Are you and your business protected from key areas of risk? Arm yourself with some professional advice from Builtin Insurance – New Zealand’s trade insurance experts.
At Builtin, we deal with thousands of tradies up and down the country, so we know insurance isn’t anybody’s favourite topic! While it’s not something you want to think about, it is something you need to have, and need to have properly arranged.
Having to replace an expensive asset that’s been stolen or damaged, or getting tied up in an expensive liability issue, can hammer a small business – not only financially; it can take an emotional toll on the contractor and their family too.
For larger firms, their exposure to risk is greater, as is their capacity to manage it. For company managers and directors, getting the right professional advice and having good risk management practices in place, including insurance cover, is a critical (and legal) duty.
In this article, we share some basic risk management questions, as well as the headlines of the key policies landscaping contractors need to consider.
What you need will vary according to your specific operations and business set up, but this should serve as a good overview to get you started.
Setting out your site - the framework
The first place to start is with a basic risk assessment of your business. We recommend breaking this down into chunks: physical assets, potential liability issues and income and financial risk.
We haven’t mentioned health and safety here, which is obviously a key area of risk, as this is well covered by other resources and systems, such as HazardCo and SiteSafe.
Also, while insurance can cover the legal costs of defending a health and safety prosecution – and pay reparations awarded to an injured party – insurance cannot legally pay fines under health and safety law.
Do you have an asset list? This is a register of all the tools and equipment your business owns. For accounting purposes, this is used for depreciation; for insurance purposes, it helps identify what is at risk.
Each item should be named, with its replacement value, serial number and date of purchase. There are plenty of phone apps to help (Hoist is one), and the Police also run SNAP.org.nz for this purpose. An asset register will also help
get any claim you make sorted quickly.
Equipment such as chainsaws, trimmers, mowers, chippers, ladders and wheelbarrows can quickly add up in value. Theft and damage can be insured, but not wear and tear or mechanical breakdown.
The main questions to ask yourself are:
What effect would the loss of a big chunk of my equipment have on my business? Both in terms of the cost of having to replace it and our ability to keep working and finish the jobs I have lined up.
Is it worth a monthly or annual insurance premium to cover this risk?
What are the issues you may face that could cause a third party (such as your client, a neighbour, local council, employee or other contractor) to hold you responsible for a loss they have suffered due to your actions (or inaction)?
Some examples may include:
Trees falling on fences, against buildings or onto driveways and cracking concrete.
Hitting underground services when digging.
Wood chips damaging vehicles, expensive linen hanging on the washing line, cladding.
Employees getting sick or injured on the job – eg, melanoma, stress, hearing loss, falls, back injury while bending or carrying heavy items, misuse of equipment (losing a finger or toe).
Employee disputes about discrimination, bullying, harassment, unfair dismissal, not being paid correctly (eg, holiday pay).
Health and safety failures that could result in injury and/or prosecution by WorkSafe.
Income & Financial Risk
If you unexpectedly became sick and couldn’t work for a period of time, what effect would this have on your business and your income level? ACC only covers accidental injury, not illness, so you can’t rely on it for things like cancer, heart disease, diabetes, mental illness, etc.
Secondly, what effect would it have on your business if the same happened to a key employee? If they were off work for a significant period of time, would you struggle to bring in new work, coordinate your teams, liaise with customers, or manage projects?
Finally, how dependent are you on being paid by contractors you work for? What would happen if they defaulted on payment or didn’t pay retentions they have held back?

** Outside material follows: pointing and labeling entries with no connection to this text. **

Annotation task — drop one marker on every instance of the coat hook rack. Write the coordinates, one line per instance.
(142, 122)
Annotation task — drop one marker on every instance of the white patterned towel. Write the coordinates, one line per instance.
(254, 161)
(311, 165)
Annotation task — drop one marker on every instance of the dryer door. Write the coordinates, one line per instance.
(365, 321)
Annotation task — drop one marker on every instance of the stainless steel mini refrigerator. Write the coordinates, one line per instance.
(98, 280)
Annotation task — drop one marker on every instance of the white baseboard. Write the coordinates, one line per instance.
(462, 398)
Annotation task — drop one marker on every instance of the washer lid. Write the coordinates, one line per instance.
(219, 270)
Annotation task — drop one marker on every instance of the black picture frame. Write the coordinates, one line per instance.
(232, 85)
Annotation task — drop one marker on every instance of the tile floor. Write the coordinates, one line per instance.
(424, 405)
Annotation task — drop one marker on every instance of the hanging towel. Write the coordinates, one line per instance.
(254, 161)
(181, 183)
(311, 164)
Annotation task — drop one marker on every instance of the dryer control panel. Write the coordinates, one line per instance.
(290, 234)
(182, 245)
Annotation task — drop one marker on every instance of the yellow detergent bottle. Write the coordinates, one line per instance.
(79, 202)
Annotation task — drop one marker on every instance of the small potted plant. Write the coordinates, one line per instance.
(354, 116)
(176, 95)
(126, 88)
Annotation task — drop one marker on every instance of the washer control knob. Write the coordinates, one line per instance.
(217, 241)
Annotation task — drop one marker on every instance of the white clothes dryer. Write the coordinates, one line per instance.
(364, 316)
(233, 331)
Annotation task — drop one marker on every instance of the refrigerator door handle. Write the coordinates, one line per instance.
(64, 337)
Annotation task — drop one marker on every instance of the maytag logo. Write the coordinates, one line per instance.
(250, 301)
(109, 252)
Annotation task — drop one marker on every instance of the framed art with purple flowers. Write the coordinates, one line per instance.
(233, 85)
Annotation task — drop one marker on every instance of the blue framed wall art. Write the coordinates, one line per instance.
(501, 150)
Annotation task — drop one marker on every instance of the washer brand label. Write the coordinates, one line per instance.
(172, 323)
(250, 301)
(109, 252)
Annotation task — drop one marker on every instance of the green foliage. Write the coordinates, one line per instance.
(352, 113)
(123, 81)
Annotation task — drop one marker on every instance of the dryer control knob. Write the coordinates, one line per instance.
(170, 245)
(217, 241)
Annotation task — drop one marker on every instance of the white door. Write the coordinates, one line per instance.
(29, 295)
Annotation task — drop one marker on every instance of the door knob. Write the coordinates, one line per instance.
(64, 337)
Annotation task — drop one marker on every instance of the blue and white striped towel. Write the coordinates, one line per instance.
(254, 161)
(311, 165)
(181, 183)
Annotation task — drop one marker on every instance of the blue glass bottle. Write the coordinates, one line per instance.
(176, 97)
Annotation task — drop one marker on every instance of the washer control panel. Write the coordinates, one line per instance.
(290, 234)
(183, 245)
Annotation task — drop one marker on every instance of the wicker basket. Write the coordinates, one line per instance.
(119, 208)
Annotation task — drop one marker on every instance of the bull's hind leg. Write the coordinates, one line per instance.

Back Costing - Review Regularly
Once you have assessed your risk and arranged the right cover, you should make a time to review it regularly. A good time is around the annual renewal date of your insurance.

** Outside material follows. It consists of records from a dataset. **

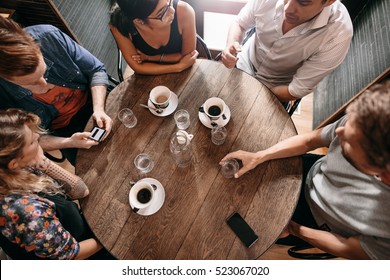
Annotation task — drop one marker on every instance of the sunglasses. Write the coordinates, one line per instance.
(163, 12)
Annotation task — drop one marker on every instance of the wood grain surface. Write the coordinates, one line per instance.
(192, 222)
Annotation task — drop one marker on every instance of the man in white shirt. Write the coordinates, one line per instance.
(344, 205)
(295, 45)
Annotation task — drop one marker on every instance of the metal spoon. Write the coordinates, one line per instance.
(158, 110)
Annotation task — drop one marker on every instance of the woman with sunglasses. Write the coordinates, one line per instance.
(155, 36)
(38, 219)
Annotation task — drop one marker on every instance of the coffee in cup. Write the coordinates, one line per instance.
(214, 108)
(144, 195)
(160, 97)
(141, 195)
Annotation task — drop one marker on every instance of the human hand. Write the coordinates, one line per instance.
(103, 121)
(229, 55)
(249, 161)
(188, 60)
(39, 161)
(81, 140)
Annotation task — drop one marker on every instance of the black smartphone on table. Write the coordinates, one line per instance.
(97, 133)
(241, 228)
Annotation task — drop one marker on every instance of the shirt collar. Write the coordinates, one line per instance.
(318, 21)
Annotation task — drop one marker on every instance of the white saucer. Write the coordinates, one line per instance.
(205, 120)
(158, 200)
(167, 111)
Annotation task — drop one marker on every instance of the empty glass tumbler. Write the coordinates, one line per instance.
(180, 147)
(218, 135)
(230, 167)
(144, 163)
(182, 119)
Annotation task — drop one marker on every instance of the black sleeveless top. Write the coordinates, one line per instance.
(174, 44)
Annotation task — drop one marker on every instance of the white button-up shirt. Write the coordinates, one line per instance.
(300, 58)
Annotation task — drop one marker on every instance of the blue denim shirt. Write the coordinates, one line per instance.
(68, 65)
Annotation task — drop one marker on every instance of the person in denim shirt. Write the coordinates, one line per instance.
(42, 70)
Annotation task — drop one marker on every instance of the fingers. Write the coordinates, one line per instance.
(137, 58)
(229, 60)
(236, 48)
(230, 155)
(194, 54)
(229, 54)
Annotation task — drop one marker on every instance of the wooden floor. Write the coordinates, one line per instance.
(302, 118)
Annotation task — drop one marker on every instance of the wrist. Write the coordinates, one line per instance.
(43, 165)
(161, 58)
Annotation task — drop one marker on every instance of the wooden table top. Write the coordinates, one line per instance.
(192, 221)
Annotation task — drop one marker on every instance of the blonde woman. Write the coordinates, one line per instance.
(38, 219)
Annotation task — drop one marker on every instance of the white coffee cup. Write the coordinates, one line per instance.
(214, 108)
(160, 96)
(141, 195)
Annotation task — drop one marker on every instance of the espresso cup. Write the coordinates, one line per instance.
(141, 195)
(160, 97)
(214, 108)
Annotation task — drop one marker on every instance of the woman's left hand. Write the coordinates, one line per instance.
(40, 161)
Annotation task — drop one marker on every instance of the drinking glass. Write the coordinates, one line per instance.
(182, 119)
(230, 167)
(127, 117)
(218, 135)
(144, 163)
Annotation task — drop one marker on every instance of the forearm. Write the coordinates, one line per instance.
(334, 244)
(293, 146)
(88, 247)
(51, 143)
(236, 34)
(73, 185)
(98, 98)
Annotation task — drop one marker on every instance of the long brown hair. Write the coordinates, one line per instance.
(19, 53)
(12, 142)
(371, 113)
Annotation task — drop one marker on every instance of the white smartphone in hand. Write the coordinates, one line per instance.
(97, 133)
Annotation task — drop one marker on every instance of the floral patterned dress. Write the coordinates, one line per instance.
(32, 222)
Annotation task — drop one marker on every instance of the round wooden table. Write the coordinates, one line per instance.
(192, 221)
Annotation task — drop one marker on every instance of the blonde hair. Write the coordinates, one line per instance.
(19, 53)
(371, 114)
(12, 142)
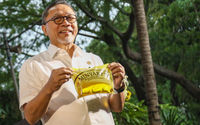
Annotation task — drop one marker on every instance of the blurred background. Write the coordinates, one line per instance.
(107, 28)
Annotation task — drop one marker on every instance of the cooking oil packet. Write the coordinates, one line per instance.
(94, 80)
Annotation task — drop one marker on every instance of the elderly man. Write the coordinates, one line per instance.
(47, 91)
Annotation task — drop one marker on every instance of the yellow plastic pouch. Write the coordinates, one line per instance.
(94, 80)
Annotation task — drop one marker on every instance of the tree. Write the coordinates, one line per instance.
(173, 33)
(149, 78)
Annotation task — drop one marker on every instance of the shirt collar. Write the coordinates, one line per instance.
(52, 50)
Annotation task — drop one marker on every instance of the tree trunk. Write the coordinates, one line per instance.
(150, 82)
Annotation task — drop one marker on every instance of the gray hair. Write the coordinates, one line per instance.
(45, 12)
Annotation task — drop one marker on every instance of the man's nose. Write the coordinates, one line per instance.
(65, 22)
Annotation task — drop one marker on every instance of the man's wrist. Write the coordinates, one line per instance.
(119, 90)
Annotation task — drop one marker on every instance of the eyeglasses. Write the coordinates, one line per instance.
(59, 20)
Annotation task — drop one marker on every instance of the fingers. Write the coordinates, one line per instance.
(117, 69)
(63, 71)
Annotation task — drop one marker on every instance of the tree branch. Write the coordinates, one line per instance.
(95, 37)
(102, 20)
(28, 28)
(185, 83)
(120, 9)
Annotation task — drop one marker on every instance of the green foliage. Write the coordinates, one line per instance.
(133, 114)
(172, 115)
(174, 34)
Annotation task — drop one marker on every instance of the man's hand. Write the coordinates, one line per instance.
(59, 77)
(118, 73)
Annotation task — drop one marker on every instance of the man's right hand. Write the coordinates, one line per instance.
(58, 77)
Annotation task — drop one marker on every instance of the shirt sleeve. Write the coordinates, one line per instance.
(96, 59)
(29, 84)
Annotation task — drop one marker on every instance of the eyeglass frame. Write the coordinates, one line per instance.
(63, 18)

But any time your business makes a significant change should trigger a risk assessment. Have you taken on a bigger job, or a commercial job when you’ve been mostly residential? Are you working for a new customer? Have you bought new stuff, or taken on new staff?

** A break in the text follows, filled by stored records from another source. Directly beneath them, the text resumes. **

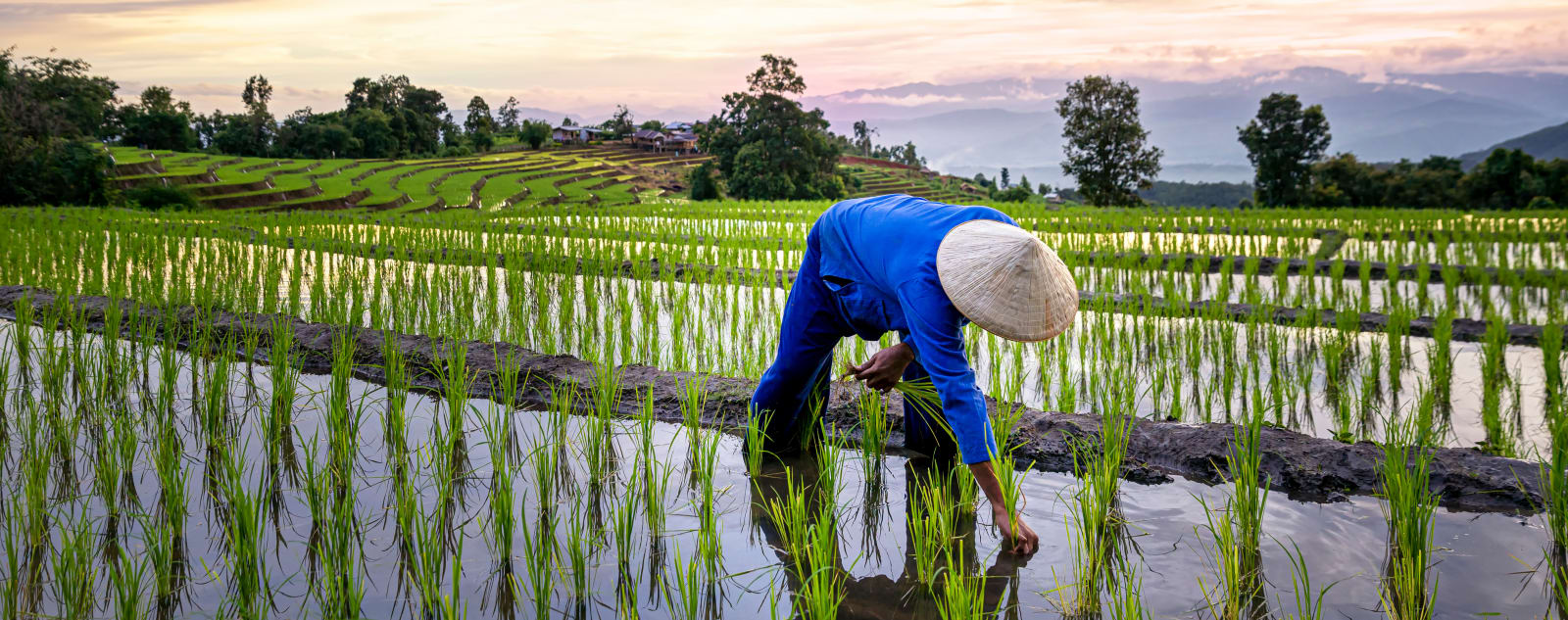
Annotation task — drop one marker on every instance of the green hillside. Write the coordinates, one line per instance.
(600, 174)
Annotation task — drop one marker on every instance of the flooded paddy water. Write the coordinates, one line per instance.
(413, 518)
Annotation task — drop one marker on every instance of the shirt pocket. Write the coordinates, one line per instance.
(861, 309)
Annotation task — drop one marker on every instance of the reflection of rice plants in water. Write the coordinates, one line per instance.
(151, 463)
(1095, 523)
(1236, 528)
(1408, 502)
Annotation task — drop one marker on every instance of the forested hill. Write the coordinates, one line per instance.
(1549, 143)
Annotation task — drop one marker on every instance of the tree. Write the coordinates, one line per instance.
(507, 117)
(908, 157)
(862, 138)
(415, 115)
(1505, 180)
(619, 124)
(157, 122)
(478, 118)
(533, 133)
(306, 133)
(1104, 141)
(51, 109)
(250, 133)
(770, 148)
(703, 183)
(1283, 143)
(1343, 180)
(258, 93)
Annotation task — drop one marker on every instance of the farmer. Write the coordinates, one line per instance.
(924, 269)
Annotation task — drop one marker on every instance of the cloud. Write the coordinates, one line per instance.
(695, 54)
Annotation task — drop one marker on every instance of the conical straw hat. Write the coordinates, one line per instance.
(1005, 280)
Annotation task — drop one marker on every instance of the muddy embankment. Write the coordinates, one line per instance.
(1303, 467)
(1465, 329)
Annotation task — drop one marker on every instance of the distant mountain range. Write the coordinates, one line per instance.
(1549, 143)
(984, 125)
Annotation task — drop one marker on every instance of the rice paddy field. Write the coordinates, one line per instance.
(537, 409)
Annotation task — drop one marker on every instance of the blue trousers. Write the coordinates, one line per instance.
(794, 390)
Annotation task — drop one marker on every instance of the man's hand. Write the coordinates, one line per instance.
(1024, 541)
(883, 370)
(1021, 542)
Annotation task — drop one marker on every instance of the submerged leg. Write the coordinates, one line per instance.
(796, 387)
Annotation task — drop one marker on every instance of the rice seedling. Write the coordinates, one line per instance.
(1552, 365)
(626, 514)
(932, 526)
(598, 426)
(822, 581)
(710, 541)
(1094, 518)
(1011, 483)
(1308, 603)
(686, 601)
(125, 581)
(425, 534)
(576, 551)
(394, 418)
(960, 596)
(538, 557)
(243, 533)
(1408, 506)
(1494, 379)
(502, 487)
(1126, 596)
(74, 570)
(757, 440)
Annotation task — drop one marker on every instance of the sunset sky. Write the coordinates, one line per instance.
(585, 55)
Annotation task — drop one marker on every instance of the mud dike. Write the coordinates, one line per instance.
(1306, 468)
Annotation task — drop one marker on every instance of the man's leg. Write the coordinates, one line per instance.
(924, 431)
(796, 386)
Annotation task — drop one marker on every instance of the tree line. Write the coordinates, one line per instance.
(1105, 151)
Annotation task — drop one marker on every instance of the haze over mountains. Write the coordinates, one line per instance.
(984, 125)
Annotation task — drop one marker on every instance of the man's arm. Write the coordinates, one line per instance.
(937, 337)
(1024, 539)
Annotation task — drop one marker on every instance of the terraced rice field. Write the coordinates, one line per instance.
(894, 180)
(587, 175)
(396, 398)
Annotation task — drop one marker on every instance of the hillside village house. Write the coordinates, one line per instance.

With a good process, good advice and the right insurance and risk management programme in place, your business will be set up to weather any potential storms.
This article is not exhaustive and you should conduct your own assessment of your specific needs, perhaps along with an insurance/risk management professional adviser. There are other policies to cover different risks. Individual policy wordings from different insurers may vary. You should refer to the specific exclusions in your own policy wordings and discuss them with your insurance adviser if you are unsure.